7.08 On any question proposed for consideration at a meeting of the members of the Corporation or of the board, and whether or not a show of hands has been taken, the chairman may require, or any person entitled to vote on the question may demand, a poll thereon. A poll so required or demanded shall be taken in such manner as the chairman shall direct. A requirement or demand for a poll may be withdrawn at any time prior to the taking of the poll. Upon a poll, each member of the Corporation present shall be entitled to one vote.

7.09 The chairman of a meeting of the members of the Corporation or of the board may, with the consent of the meeting and subject to such conditions as the meeting decide, adjourn the meeting from time to time.

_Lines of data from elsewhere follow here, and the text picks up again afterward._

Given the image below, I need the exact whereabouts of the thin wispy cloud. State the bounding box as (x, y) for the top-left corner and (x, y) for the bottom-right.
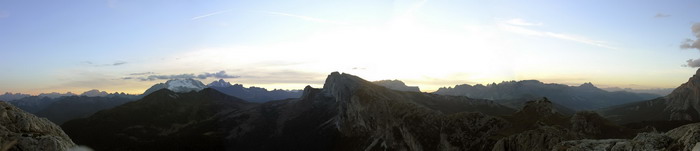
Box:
(107, 0), (119, 8)
(0, 11), (10, 18)
(121, 71), (240, 81)
(129, 72), (156, 76)
(654, 13), (671, 18)
(681, 59), (700, 68)
(681, 23), (700, 50)
(498, 20), (617, 49)
(190, 10), (231, 20)
(81, 61), (128, 67)
(505, 18), (544, 26)
(680, 23), (700, 68)
(265, 11), (345, 25)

7.10 Action in Writing by the Corporation

In lieu of confirmation or passage respectively at a general meeting of the Corporation duly called, constituted and held for the purpose of considering same, (a) any by-law or resolution passed by the board may be confirmed or (b) any resolution may be consented to, in accordance with the Act, by the signature of all of the members of the Corporation. Any resolution may be consented to by the signatures of all of the members of the Corporation who would be entitled to vote at a meeting duly called, constituted and held for the purpose of considering such resolution.

 

SECTION EIGHT

NOTICES

8.01 Any notice (which term includes any communication or document) to be given, sent, delivered or served pursuant to the Act, the articles, the by-laws or otherwise to the Corporation, the directors, the officers or the auditors shall be sufficiently given if it is delivered personally to the person to whom it is to be given or if delivered to his recorded address or if mailed to him at his recorded address by prepaid air or ordinary mail or if sent to him at his recorded address by any means of prepaid transmitted or recorded communication. A notice so delivered shall be deemed to have been given when it is delivered personally or at the recorded address as aforesaid; a notice so mailed shall be deemed to have been given when deposited in a post office or public letter box; and a notice sent by any means of transmitted or recorded communication shall be deemed to have been given when dispatched or delivered to the appropriate communication company or agency or representative for dispatch. The secretary may change or cause to be changed the recorded address of any director, any officer or the auditor in accordance with any information believed by him to be reliable.

8.02 Computation of time in computing the date when notice must be given under any provision requiring a specified number of days' notice of any meeting or other event, the date of giving the notice shall be excluded and the date of the meeting or other event shall be included.

8.03 The accidental omission to give any notice to any member of the Corporation director, officer, auditor or the committee of the board, the non-receipt of any notice by any such person or any error in any notice not affecting the substance thereof shall not invalidate any action taken at any meeting held pursuant to such notice or otherwise founded thereon.

 

SECTION NINE

EFFECTIVE DATE

9.01 Effective Date

This by-law shall come into force when passed by the Board.

 

PASSED by the Board this 12th day of December, 1976.